The Cardioprotective Effects of Preconditioning with Endotoxin, but Not Ischemia, Are Abolished by a Peroxisome Proliferator-Activated Receptor-γ Antagonist

  1. Ahila Sivarajah,
  2. Michelle C. McDonald and
  3. Christoph Thiemermann
  1. Centre for Experimental Medicine, Nephrology & Critical Care, The William Harvey Research Institute, St. Bartholomew's and The Royal London School of Medicine and Dentistry, Queen Mary—University of London, Charterhouse Square, London, United Kingdom
  1. Address correspondence to:
    Professor C. Thiemermann, Centre for Experimental Medicine, Nephrology and Critical Care, The William Harvey Research Institute, St. Bartholomew's and The Royal London School of Medicine and Dentistry, Queen Mary—University of London, Charterhouse Square, London, EC1M 6BQ, United Kingdom. E-mail: c.thiemermann{at}qmul.ac.uk

Abstract

We investigated whether endogenous ligands of peroxisome proliferator-activated receptor-γ (PPAR-γ) protect the heart against ischemia-reperfusion (I/R) injury. The selective PPAR-γ antagonist GW9662 (2-chloro-5-nitrobenzanilide) was used in rat models of 1) regional myocardial I/R, 2) ischemic preconditioning, and 3) delayed cardioprotection by endotoxin. We also investigated the effects of the selective cyclooxygenase-2 inhibitor, parecoxib, on ischemic preconditioning and delayed cardioprotective effects of endotoxin. Male Wistar rats were anesthetized with sodium thiopentone. Animals were subjected to either 15 or 25 min of regional myocardial I/R and pretreated with the PPAR-γ agonist ciglitazone (0.3 mg/kg), the PPAR-γ antagonist GW9662 (1 mg/kg), or GW9662 and ciglitazone. Animals were also subjected to either 1) ischemic preconditioning alone, ischemic preconditioning, and pretreated with either GW9662 or parecoxib (20 mg/kg) or 2) lipopolysaccharide (LPS) (1 mg/kg) alone, LPS, and pretreated with ciglitazone, GW9662, or parecoxib (20 mg/kg). Myocardial infarct size was determined by p-nitroblue tetrazolium staining. The PPAR-γ antagonist GW9662 (1 mg/kg) abolished the cardioprotection afforded by the potent PPAR-γ agonist ciglitazone (0.3 mg/kg). Neither GW9662 nor parecoxib affected the cardioprotective effects of ischemic preconditioning. Pretreatment with ciglitazone did not provide additional cardioprotection to LPS-treated animals. Both GW9662 and parecoxib abolished the delayed cardioprotective effects of endotoxin. Thus, we propose that 1) endogenous ligands of PPAR-γ are being generated by myocardial ischemia in sufficient amounts to attenuate myocardial I/R injury, and 2) that cyclooxygenase-2 metabolites contribute to (or even account for) the cardioprotective effects of endotoxin (second window of protection) by acting as endogenous PPAR-γ ligands.

Footnotes

  • A.S. and this work was supported by a Ph.D. Studentship from the William Harvey Research Foundation.
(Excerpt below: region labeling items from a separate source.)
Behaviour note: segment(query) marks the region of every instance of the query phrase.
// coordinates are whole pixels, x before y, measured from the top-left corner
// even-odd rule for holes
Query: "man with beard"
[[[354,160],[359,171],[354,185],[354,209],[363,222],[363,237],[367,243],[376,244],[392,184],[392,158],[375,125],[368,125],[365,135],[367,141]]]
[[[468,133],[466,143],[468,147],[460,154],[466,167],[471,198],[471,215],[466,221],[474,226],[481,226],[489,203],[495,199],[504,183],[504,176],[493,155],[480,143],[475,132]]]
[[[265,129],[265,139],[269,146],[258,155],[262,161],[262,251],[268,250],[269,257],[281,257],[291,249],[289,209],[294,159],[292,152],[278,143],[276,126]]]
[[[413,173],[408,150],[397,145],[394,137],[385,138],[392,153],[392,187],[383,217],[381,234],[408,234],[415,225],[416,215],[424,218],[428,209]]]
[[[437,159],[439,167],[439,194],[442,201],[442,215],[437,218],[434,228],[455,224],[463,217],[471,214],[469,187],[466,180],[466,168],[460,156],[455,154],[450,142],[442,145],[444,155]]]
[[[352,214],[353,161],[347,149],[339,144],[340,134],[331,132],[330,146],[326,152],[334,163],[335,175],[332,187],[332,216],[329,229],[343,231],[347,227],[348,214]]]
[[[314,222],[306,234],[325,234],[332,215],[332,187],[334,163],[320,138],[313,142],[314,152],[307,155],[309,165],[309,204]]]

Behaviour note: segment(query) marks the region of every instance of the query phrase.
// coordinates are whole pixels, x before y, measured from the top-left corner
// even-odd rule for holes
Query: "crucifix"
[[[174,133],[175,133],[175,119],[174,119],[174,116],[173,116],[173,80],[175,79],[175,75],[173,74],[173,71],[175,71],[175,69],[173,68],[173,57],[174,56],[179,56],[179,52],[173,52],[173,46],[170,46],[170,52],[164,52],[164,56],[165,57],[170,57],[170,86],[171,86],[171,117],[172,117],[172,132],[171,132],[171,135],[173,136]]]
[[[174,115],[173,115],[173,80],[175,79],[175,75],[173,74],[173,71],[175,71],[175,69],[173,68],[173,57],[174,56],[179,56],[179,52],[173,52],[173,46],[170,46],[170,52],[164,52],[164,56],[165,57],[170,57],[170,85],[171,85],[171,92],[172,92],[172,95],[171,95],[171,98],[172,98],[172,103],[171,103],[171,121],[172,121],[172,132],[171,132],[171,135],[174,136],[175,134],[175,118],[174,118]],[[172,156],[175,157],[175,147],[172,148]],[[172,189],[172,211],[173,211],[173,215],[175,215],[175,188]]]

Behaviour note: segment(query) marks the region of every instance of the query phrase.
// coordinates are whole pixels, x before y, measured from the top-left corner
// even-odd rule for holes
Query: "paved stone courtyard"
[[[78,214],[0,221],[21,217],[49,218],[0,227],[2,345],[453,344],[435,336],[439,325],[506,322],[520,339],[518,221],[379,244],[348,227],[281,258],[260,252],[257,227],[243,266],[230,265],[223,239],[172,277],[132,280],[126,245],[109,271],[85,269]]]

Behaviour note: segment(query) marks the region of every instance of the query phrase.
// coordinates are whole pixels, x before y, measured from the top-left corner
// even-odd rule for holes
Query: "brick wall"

  • doi:10.1124/jpet.104.080598.

  • ABBREVIATIONS: PPAR, peroxisome proliferator-activated receptor; TZD, thiazolidinedione; I/R, ischemia and reperfusion; 15d-PGJ2, 15-deoxy-Δ12,14-prostaglandin J2; GW9662, 2-chloro-5-nitrobenzanilide; LPS, lipopolysaccharide; MAP, mean arterial pressure; HR, heart rate; LAD, left anterior descending; AAR, area at risk; MI, myocardial infarction; DMSO, dimethyl sulfoxide; LTA, lipoteichoic acid.

    • Received November 11, 2004.
    • Accepted February 18, 2005.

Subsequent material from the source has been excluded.